Mis à jour 18/01/2021 à 21:44 GMT+1

OPEN D’AUSTRALIE – A trois semaines du coup d’envoi du premier tournoi du Grand Chelem (8-21 février) de l’année, l’organisation et les engagés, et même les joueuses et joueurs entre eux, sont loin d’afficher le front uni attendu dans le contexte sanitaire. En crise, le tennis n’a jamais semblé aussi divisé.

Novak Djokovic sur le balcon de son hôtel à Adélaïde en 2021 où il est en quarantaine avant l'Open d'Australie

Crédit: Getty Images

"Je ressens le besoin de m’excuser auprès des Australiens. Votre réaction à mon commentaire m’a fait réaliser ce que vous aviez traversé l’année dernière et à quel point vous avez souffert." Ces quelques mots, Alizé Cornet les a envoyés sur les réseaux sociaux en guise de mea culpa.

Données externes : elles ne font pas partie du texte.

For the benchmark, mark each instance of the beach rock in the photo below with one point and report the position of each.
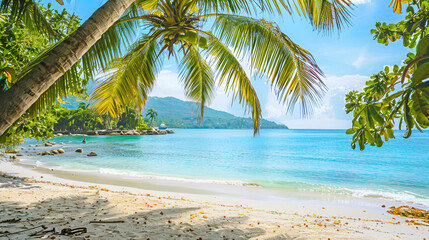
(405, 211)
(12, 151)
(92, 154)
(151, 132)
(46, 153)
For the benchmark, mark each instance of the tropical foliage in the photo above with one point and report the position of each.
(399, 95)
(84, 118)
(178, 28)
(176, 113)
(151, 115)
(19, 46)
(210, 58)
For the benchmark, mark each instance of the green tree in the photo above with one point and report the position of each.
(19, 46)
(178, 28)
(399, 95)
(151, 114)
(98, 41)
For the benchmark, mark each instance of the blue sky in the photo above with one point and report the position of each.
(347, 59)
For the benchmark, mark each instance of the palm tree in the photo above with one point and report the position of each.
(102, 37)
(151, 114)
(56, 62)
(210, 58)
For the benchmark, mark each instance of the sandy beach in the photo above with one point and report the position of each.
(33, 204)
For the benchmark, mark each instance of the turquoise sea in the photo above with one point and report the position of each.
(304, 160)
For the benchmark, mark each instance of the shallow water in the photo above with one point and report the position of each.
(306, 160)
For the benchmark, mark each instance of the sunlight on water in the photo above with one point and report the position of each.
(310, 160)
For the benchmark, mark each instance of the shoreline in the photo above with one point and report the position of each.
(247, 218)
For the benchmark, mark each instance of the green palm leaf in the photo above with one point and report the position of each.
(113, 42)
(230, 72)
(293, 72)
(129, 79)
(28, 11)
(324, 15)
(197, 77)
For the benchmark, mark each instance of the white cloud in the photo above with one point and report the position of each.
(358, 63)
(168, 85)
(357, 2)
(330, 115)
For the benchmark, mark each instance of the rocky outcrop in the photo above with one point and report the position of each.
(46, 153)
(14, 151)
(114, 132)
(92, 154)
(409, 212)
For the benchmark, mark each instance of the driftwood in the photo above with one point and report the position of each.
(69, 231)
(42, 232)
(107, 221)
(13, 220)
(42, 226)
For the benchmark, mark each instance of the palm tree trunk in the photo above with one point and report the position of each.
(25, 92)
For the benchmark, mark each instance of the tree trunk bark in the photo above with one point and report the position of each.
(15, 101)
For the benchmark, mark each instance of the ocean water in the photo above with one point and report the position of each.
(304, 160)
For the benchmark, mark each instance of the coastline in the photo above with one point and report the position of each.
(248, 213)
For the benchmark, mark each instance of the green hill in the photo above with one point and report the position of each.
(176, 113)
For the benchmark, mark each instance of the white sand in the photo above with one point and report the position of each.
(43, 199)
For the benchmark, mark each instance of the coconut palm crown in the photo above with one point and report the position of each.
(207, 59)
(152, 30)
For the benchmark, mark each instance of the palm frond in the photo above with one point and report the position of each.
(129, 79)
(29, 12)
(293, 73)
(326, 15)
(230, 72)
(197, 77)
(69, 84)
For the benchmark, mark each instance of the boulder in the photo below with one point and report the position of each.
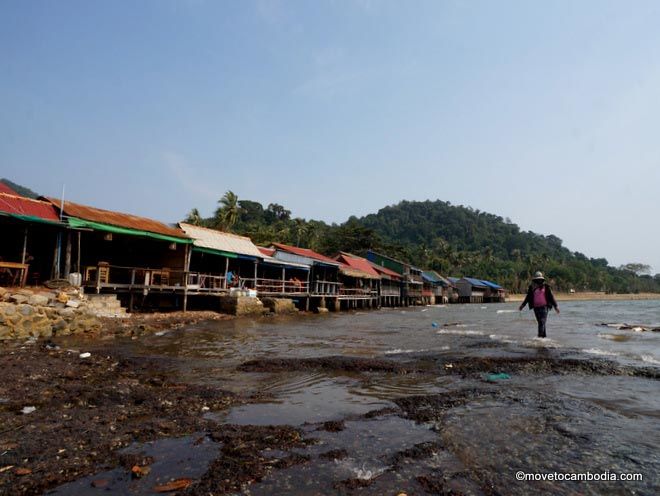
(25, 310)
(279, 305)
(38, 300)
(18, 298)
(6, 332)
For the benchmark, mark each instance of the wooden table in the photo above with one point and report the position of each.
(15, 265)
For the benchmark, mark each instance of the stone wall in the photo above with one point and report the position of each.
(29, 313)
(241, 305)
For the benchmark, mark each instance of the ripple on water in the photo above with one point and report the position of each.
(186, 457)
(369, 448)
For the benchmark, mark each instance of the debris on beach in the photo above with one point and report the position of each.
(630, 327)
(497, 377)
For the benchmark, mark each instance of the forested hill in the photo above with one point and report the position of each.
(454, 240)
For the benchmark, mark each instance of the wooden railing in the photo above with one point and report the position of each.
(279, 286)
(359, 292)
(390, 291)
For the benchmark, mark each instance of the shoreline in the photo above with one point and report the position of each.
(591, 296)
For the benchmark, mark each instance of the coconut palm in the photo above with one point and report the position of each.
(227, 213)
(194, 218)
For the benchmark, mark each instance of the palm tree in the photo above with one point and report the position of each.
(301, 229)
(227, 213)
(194, 218)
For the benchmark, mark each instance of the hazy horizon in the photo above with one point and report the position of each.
(542, 113)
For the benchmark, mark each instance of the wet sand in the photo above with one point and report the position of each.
(592, 296)
(459, 421)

Celui d’une joueuse dont l’argumentaire critique à l’égard des mesures drastiques prises par l’organisation de l’Open d’Australie et les autorités est très mal perçu par l’opinion publique locale. La Française est loin d’être seule, mais bien une voix parmi d’autres dans une fronde qui a commencé la semaine dernière aux antipodes, à l’arrivée des premiers charters affrétés par l’organisation.
Sorana Cirstea, Belinda Bencic ou encore Yulia Putintseva ont été les premières à s’insurger contre la quarantaine stricte (sans entraînement pendant deux semaines) imposée à tous les passagers d’un avion si un test positif était constaté, affirmant que cette possibilité ne leur avait été pas communiquée. "S’ils nous avaient avertis de cette possibilité, je ne serais pas venue en Australie. Ils nous ont dit que nous voyagerions dans des avions remplis à 20 % de leur capacité, ce qui leur permettrait de nous regrouper en sections et donc de n’être cas contacts que si un membre de notre équipe était testé positif", a notamment expliqué la Roumaine.

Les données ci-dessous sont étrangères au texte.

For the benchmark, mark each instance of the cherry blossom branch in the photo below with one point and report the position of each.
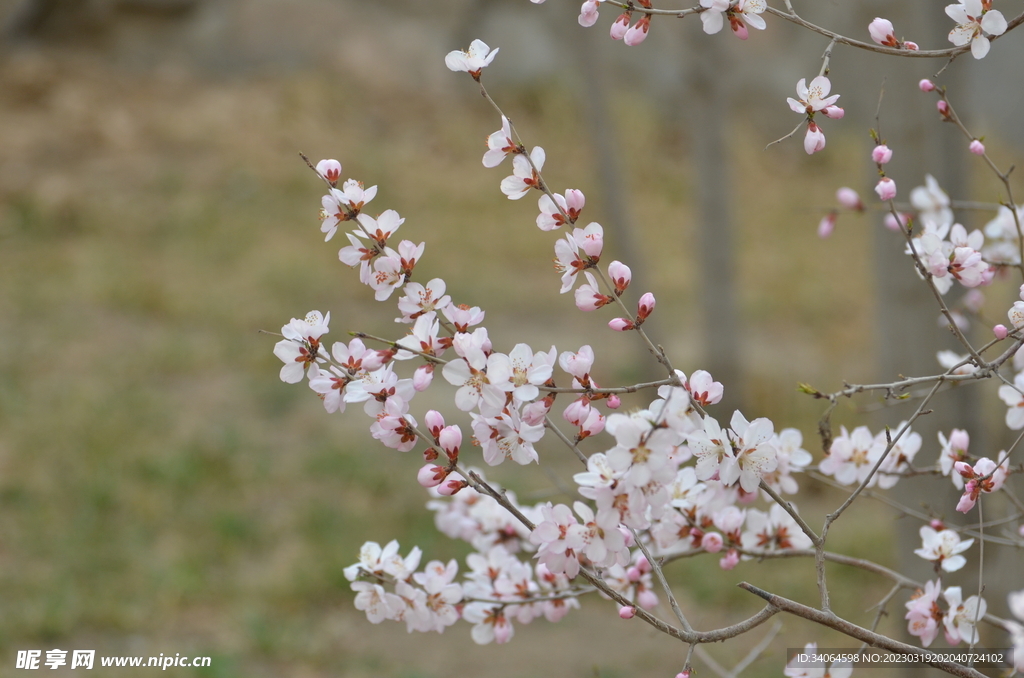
(659, 574)
(877, 640)
(927, 276)
(550, 425)
(949, 115)
(951, 52)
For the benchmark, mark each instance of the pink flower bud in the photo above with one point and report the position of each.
(886, 188)
(621, 276)
(849, 199)
(881, 31)
(814, 140)
(645, 306)
(422, 377)
(826, 225)
(712, 542)
(834, 112)
(638, 33)
(434, 421)
(730, 560)
(893, 224)
(330, 170)
(647, 599)
(452, 485)
(621, 26)
(431, 475)
(588, 13)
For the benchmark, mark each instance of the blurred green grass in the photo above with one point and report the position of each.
(162, 490)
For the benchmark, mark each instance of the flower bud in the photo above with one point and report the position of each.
(886, 188)
(881, 31)
(647, 599)
(621, 26)
(712, 542)
(422, 377)
(638, 33)
(621, 276)
(826, 225)
(834, 112)
(330, 170)
(814, 140)
(645, 306)
(849, 199)
(431, 475)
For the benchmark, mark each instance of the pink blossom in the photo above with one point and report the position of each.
(638, 32)
(886, 188)
(621, 26)
(330, 170)
(849, 199)
(834, 112)
(974, 25)
(588, 12)
(472, 60)
(881, 31)
(882, 154)
(814, 140)
(827, 224)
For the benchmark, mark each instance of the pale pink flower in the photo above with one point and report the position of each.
(472, 60)
(814, 140)
(974, 25)
(813, 97)
(638, 32)
(963, 616)
(500, 144)
(944, 548)
(524, 174)
(924, 616)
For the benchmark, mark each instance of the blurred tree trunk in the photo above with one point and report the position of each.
(710, 155)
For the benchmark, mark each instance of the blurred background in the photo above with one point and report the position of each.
(163, 492)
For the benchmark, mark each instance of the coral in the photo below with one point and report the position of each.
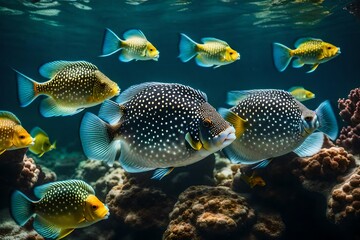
(208, 211)
(327, 164)
(344, 203)
(139, 206)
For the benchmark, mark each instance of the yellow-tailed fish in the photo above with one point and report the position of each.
(73, 86)
(276, 124)
(308, 51)
(62, 207)
(42, 142)
(301, 94)
(212, 53)
(155, 126)
(135, 46)
(253, 180)
(12, 134)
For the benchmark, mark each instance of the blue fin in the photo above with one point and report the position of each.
(46, 229)
(327, 119)
(125, 56)
(311, 145)
(40, 191)
(303, 40)
(21, 208)
(161, 172)
(49, 108)
(134, 33)
(111, 43)
(131, 162)
(9, 115)
(130, 92)
(26, 89)
(281, 55)
(187, 48)
(297, 63)
(211, 40)
(200, 61)
(110, 112)
(95, 139)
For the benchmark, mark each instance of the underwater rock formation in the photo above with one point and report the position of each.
(350, 113)
(203, 211)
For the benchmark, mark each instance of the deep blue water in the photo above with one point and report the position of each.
(36, 32)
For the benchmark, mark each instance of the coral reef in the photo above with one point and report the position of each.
(139, 205)
(344, 203)
(203, 211)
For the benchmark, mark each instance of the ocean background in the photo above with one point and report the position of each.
(37, 32)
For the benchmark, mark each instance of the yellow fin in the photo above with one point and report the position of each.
(196, 145)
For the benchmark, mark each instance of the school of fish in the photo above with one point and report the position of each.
(155, 126)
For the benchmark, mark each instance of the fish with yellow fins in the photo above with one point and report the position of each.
(42, 142)
(62, 207)
(301, 94)
(73, 86)
(134, 46)
(12, 134)
(212, 52)
(310, 51)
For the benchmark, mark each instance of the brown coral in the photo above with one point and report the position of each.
(344, 203)
(208, 211)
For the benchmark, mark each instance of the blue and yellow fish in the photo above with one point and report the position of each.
(73, 86)
(212, 53)
(135, 46)
(301, 94)
(155, 126)
(308, 51)
(275, 123)
(63, 206)
(12, 134)
(42, 142)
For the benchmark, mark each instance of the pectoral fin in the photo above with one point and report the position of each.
(313, 68)
(196, 145)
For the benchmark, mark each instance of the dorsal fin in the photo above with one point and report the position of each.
(50, 69)
(9, 115)
(41, 190)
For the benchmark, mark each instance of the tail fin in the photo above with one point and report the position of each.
(187, 48)
(111, 43)
(21, 208)
(96, 140)
(327, 119)
(26, 89)
(281, 55)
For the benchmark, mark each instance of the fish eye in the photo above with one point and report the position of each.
(207, 123)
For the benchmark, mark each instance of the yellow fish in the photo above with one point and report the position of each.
(308, 51)
(63, 206)
(212, 53)
(72, 87)
(42, 142)
(135, 46)
(12, 134)
(301, 94)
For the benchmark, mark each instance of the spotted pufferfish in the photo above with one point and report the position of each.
(274, 123)
(155, 126)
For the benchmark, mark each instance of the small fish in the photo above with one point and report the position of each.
(301, 94)
(308, 51)
(253, 180)
(212, 53)
(275, 124)
(135, 46)
(12, 134)
(63, 206)
(72, 87)
(155, 126)
(42, 142)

Une inégalité de traitement difficile à avaler

En tout, ils sont désormais 72 joueuses et joueurs, soit plus d'un quart des engagés, "condamnés" à rester pendant 15 jours dans leur chambre d’hôtel, sans bénéficier des 5 heures quotidiennes de sortie promises au départ pour s’entraîner et manger. Si tout se passe comme prévu et sous réserve de dépistages négatifs, ils seront libérés à tout juste une semaine du début des hostilités (8 février) à Melbourne. Un délai bien réduit pour retrouver la forme optimale espérée pendant que d’autres auront pu s’entretenir, et certains dans des conditions plus qu’avantageuses.
Novak Djokovic fait partie avec Rafael Nadal et Dominic Thiem notamment, mais aussi Naomi Osaka et les sœurs Williams, de ces privilégiés en quarantaine à Adélaïde. Conscient qu’une polémique potentielle sur l’équité sportive du tournoi se préparait dans ces conditions, le numéro 1 mondial s’était dit opposé à en bénéficier. A-t-il été contraint de se conformer au plan de l’organisation par les autorités comme le pensent certains ? Aurait-il pu user davantage de son poids pour empêcher la création de cette deuxième "bulle" de privilégiés ? Il est difficile de le savoir avec certitude.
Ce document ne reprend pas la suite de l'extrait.